Zulip Chat Archive
Stream: triage
Topic: PR #10645: feat(combinatorics/additive/small_roth): Small...
Random Issue Bot (May 12 2022 at 14:22):
Today I chose PR 10645 for discussion!
feat(combinatorics/additive/small_roth): Small Roth numbers
Created by @Yaël Dillies (@YaelDillies) on 2021-12-06
Labels: awaiting-author
Is this PR still relevant? Any recent updates? Anyone making progress?

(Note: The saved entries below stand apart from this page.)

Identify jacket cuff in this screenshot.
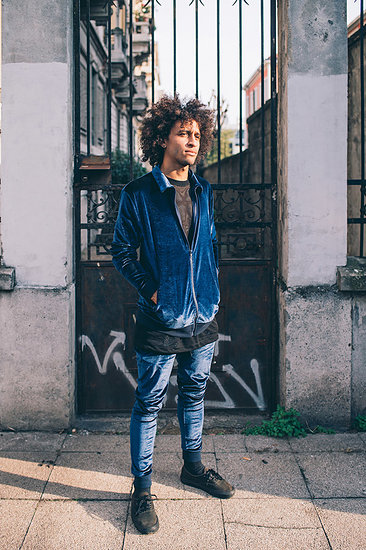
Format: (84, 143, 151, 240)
(139, 279, 158, 302)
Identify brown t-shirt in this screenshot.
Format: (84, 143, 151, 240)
(168, 177, 193, 243)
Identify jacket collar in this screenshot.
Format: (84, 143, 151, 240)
(152, 165, 203, 194)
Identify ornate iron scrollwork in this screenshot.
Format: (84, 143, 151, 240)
(80, 183, 272, 261)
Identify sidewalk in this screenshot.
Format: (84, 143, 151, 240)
(0, 430, 365, 550)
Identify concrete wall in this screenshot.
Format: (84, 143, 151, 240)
(278, 0, 353, 426)
(352, 295, 366, 417)
(279, 288, 352, 425)
(0, 288, 75, 430)
(0, 0, 75, 429)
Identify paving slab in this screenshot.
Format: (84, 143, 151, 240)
(216, 452, 309, 499)
(0, 431, 65, 452)
(315, 498, 366, 550)
(22, 500, 128, 550)
(358, 432, 366, 444)
(222, 497, 322, 528)
(289, 433, 365, 453)
(213, 434, 247, 453)
(0, 452, 57, 499)
(62, 433, 130, 452)
(0, 500, 38, 550)
(296, 451, 366, 498)
(151, 451, 217, 499)
(154, 434, 214, 453)
(123, 499, 226, 549)
(42, 451, 132, 500)
(244, 435, 291, 453)
(225, 523, 329, 550)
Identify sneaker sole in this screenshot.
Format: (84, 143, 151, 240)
(180, 476, 235, 499)
(133, 517, 159, 535)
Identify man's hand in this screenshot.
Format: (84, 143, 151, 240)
(150, 290, 158, 304)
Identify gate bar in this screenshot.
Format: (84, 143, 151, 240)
(107, 4, 112, 156)
(129, 0, 134, 179)
(360, 0, 365, 256)
(73, 0, 84, 413)
(216, 0, 221, 183)
(270, 0, 278, 412)
(239, 0, 243, 183)
(261, 0, 265, 184)
(86, 0, 91, 155)
(173, 0, 177, 95)
(151, 0, 155, 104)
(195, 0, 199, 99)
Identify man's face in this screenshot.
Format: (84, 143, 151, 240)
(162, 119, 201, 168)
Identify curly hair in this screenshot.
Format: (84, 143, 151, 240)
(139, 94, 215, 167)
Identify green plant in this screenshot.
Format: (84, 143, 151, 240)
(307, 425, 336, 435)
(353, 414, 366, 432)
(242, 405, 307, 438)
(111, 150, 147, 185)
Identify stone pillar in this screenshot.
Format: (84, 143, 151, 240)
(277, 1, 351, 425)
(0, 1, 75, 429)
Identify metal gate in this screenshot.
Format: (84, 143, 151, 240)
(73, 0, 278, 413)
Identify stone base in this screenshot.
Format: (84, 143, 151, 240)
(279, 287, 352, 427)
(0, 286, 75, 430)
(352, 295, 366, 417)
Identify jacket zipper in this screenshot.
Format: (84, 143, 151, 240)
(189, 250, 199, 334)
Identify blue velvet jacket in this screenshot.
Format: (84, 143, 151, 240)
(111, 165, 220, 336)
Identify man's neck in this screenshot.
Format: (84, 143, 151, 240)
(160, 163, 190, 181)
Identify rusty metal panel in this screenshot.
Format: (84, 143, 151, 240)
(81, 262, 272, 412)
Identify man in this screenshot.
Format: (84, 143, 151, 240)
(111, 94, 235, 535)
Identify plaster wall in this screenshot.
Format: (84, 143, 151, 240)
(0, 287, 75, 430)
(1, 0, 73, 287)
(287, 73, 347, 286)
(286, 1, 348, 287)
(1, 62, 73, 286)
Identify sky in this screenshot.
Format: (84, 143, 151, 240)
(154, 0, 363, 127)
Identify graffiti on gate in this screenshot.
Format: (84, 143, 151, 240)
(81, 330, 266, 410)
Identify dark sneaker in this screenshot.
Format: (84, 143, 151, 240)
(131, 492, 159, 534)
(180, 466, 235, 499)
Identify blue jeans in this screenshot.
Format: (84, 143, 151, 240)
(130, 341, 216, 489)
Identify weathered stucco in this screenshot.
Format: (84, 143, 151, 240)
(2, 0, 69, 64)
(277, 0, 355, 426)
(0, 287, 75, 430)
(280, 288, 352, 426)
(288, 2, 347, 76)
(285, 0, 348, 287)
(0, 0, 75, 430)
(352, 296, 366, 417)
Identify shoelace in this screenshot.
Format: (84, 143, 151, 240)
(135, 494, 157, 515)
(205, 469, 223, 482)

Yaël Dillies (May 12 2022 at 14:24):
This PR is a bit weird on its own because it does not end with a clear result. Instead, it sets up the invariant of an algorithm that could then be used by tactics to calculate Roth numbers.
Yaël Dillies (May 12 2022 at 14:25):
The only thing that's missing from this PR to make it enjoyable is a demonstration of a Roth number calculation using the two lemmas.
Yaël Dillies (May 12 2022 at 14:26):
@Bhavik Mehta, @Eric Wieser and I discussed it already
Random Issue Bot (Jul 23 2022 at 14:13):
Today I chose PR 10645 for discussion!
feat(combinatorics/additive/small_roth): Small Roth numbers
Created by @Yaël Dillies (@YaelDillies) on 2021-12-06
Labels: awaiting-author
Is this PR still relevant? Any recent updates? Anyone making progress?
Random Issue Bot (Dec 11 2022 at 14:08):
Today I chose PR 10645 for discussion!
feat(combinatorics/additive/small_roth): Small Roth numbers
Created by @Yaël Dillies (@YaelDillies) on 2021-12-06
Labels: awaiting-author
Is this PR still relevant? Any recent updates? Anyone making progress?
Yaël Dillies (Dec 11 2022 at 17:40):
I set myself to write the aforementioned tactic. Probably it's not too hard.
Last updated: Dec 20 2023 at 11:08 UTC